Scientists opposed to the move say it promises to disrupt research on the problems in U.S. schools, including declining student mental health, the growing gap between low- and high-achieving students, and rising chronic absenteeism.
“In my view, the termination of these contracts is capricious and wasteful and cruel,” says sociologist Adam Gamoran, president of the William T. Grant Foundation, which supports research seeking to improve the lives of young people. “It’s taking a sledgehammer to what should have been a judicious process of evaluating those contracts, the vast majority of which are worth the investment…”
Education policy analyst James “Lynn” Woodworth led NCES during the first Trump administration and is now a research fellow at the Hoover Institution, a conservative think tank at Stanford University. Woodworth described to Science how the cancellations will affect nearly all federal education statistical efforts and the researchers who rely on the data.
Q: Why is ending these contracts such a big deal for NCES?
A: Unlike other federal statistical agencies, NCES can use only a tiny slice of the money IES gets from Congress to hire staff to carry out these duties. So it has to contract out almost all of its work. NCES has fewer than 100 employees, and more than 1000 contractors.
Q: What’s the immediate impact on the work now going on?

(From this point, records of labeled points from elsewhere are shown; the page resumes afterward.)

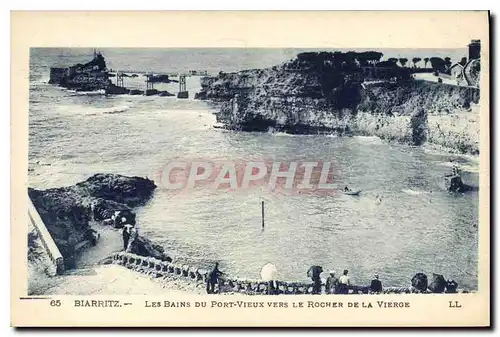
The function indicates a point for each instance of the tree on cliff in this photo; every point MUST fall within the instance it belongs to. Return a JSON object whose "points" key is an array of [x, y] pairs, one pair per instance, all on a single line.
{"points": [[415, 60], [403, 61], [418, 127], [438, 64]]}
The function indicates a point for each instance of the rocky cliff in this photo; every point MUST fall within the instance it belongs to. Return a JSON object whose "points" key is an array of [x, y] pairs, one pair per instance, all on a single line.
{"points": [[317, 95], [67, 211]]}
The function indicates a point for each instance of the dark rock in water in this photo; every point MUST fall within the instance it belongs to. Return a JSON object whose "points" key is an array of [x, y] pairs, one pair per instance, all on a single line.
{"points": [[454, 183], [131, 191], [90, 76], [104, 209], [66, 211], [451, 287], [438, 283], [419, 282], [151, 92], [165, 94], [136, 92]]}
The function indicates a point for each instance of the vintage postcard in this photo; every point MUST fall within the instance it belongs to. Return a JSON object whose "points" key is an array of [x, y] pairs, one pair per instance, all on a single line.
{"points": [[317, 169]]}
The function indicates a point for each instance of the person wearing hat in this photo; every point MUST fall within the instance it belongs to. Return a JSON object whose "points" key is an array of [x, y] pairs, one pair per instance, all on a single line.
{"points": [[376, 285], [344, 283], [331, 283], [126, 232]]}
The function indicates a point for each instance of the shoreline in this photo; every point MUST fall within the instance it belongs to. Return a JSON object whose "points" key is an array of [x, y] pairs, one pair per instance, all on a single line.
{"points": [[170, 274]]}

A: Some of these surveys are now in the field. For others, researchers are analyzing the data that’s been collected. All of that work is being stopped, immediately, which means all the money that’s been spent getting to that point is just wasted.
Q: What will happen to the data?
A: It’s not clear. NCES doesn’t have its own data center, because NCES has never been given the funds to set one up and hire people to run it. So the data are held by the contractors. And when their contract is terminated, is the money for data storage also being terminated?

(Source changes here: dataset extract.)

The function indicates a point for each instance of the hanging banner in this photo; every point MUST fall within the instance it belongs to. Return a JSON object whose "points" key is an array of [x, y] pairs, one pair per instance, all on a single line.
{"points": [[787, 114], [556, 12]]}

Q: The Department of Education has said its decision won’t affect the National Assessment of Educational Progress (NAEP), dubbed the nation’s “report card,” a massive activity managed by NCES. But it relies on data from other NCES surveys that have now had their contracts terminated. What’s your take?
A: NAEP is based on the test results of a small but representative sample of U.S. students. To figure out which students or which school should be included in your sample, you need the data from the CCD [Common Core of Data, an NCES-managed database on students in U.S. public schools]. Another NCES survey, the PSS [Private School Survey], provides NAEP with the same data for private schools. Without the data from the CCD and the PSS [whose contracts are now terminated], you can’t select and create a proper sample. And that is true not just for NAEP. It will affect every researcher in the country who uses CCD as the frame for sampling and weighing of their survey population.